New Delhi: With the vibrant festivals of Janmashtami, Ganesh Chaturthi, Dussehra and Diwali taking the stage one after the other, brands across categories are donning their creative hats and lighting their diyas of promotion.
While the passion the Indian audience has for their culture is a strong point to inflate promotions on, overused festive narratives can often backfire on the brand.
BestMediaInfo.com spoke to various creatives to garner their opinions on some overused festive narratives, cliche visuals and overlooked mistakes that brands need to avoid as they jump onto the festive bandwagon.
According to Abhik Santara, Director & CEO ^ a t o m, there are no mistakes in advertising and creativity; there are only missed opportunities.
Shivani Kamdar, Associate Creative Director, SoCheers added that while it's imperative for brands to harp on the thrills of the festive season, it's equally crucial for them to avoid any pitfalls that could dilute the essence of the campaign.

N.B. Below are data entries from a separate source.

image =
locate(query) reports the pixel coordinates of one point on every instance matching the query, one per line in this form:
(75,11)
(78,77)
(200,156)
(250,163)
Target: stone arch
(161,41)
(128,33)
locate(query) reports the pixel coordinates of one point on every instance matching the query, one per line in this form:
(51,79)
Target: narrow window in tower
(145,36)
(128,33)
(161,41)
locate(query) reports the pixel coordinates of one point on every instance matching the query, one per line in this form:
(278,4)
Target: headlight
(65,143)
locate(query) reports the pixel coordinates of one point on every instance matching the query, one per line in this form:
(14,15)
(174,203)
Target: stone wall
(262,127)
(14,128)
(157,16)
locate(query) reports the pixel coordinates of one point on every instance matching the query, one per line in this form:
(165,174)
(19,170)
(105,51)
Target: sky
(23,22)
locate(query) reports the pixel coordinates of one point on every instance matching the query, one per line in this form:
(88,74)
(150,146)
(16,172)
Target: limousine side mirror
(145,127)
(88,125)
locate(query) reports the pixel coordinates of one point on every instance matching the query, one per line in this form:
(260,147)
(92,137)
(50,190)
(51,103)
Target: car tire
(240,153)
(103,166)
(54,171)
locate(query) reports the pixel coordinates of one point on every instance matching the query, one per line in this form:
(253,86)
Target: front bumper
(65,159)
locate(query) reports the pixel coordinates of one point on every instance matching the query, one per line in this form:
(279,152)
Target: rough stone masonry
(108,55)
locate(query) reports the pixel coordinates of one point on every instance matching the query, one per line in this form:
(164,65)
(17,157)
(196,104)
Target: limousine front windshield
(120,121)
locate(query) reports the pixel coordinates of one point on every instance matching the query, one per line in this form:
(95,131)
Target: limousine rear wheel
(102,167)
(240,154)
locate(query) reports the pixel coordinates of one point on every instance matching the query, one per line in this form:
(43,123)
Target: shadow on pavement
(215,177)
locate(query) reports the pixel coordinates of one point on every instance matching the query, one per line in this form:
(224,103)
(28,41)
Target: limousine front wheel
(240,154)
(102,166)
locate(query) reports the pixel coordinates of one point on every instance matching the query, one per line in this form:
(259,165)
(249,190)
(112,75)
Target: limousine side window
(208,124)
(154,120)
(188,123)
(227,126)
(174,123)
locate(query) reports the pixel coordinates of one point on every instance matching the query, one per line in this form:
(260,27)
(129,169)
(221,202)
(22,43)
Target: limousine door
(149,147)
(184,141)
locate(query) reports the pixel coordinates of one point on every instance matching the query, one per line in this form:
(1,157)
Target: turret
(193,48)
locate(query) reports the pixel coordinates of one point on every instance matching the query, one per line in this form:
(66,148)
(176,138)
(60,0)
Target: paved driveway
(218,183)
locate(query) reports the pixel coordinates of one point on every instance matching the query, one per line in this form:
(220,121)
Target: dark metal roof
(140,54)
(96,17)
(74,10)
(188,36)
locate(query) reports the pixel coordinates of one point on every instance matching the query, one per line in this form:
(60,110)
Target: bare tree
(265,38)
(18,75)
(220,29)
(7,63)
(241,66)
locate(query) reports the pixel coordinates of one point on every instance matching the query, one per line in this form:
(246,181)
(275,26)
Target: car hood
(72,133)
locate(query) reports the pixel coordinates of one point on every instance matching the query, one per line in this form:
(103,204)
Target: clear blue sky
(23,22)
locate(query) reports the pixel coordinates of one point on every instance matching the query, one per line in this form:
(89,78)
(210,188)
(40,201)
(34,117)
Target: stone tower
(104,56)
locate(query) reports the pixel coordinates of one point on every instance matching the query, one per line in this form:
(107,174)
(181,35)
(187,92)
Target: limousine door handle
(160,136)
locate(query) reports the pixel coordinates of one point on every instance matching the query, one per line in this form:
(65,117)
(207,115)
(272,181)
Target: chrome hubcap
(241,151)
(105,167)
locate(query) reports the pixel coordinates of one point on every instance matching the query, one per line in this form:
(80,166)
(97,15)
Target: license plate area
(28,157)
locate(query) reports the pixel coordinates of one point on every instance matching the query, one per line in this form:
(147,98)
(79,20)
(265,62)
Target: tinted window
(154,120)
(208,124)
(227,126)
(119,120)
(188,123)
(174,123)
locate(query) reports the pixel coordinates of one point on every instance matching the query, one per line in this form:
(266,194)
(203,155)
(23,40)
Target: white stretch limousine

She said, "Brands all want to make an ad that adds to their festive sparkle and not dim it."
Kartik Smetacek, CCO, L&K Saatchi & Saatchi, highlighted that the biggest challenge facing festive campaigns is clutter.
He added, “Most advertising during this period is promotion-led and tends to look and sound the same. The increased use of AI-generated imagery has only compounded the problem.”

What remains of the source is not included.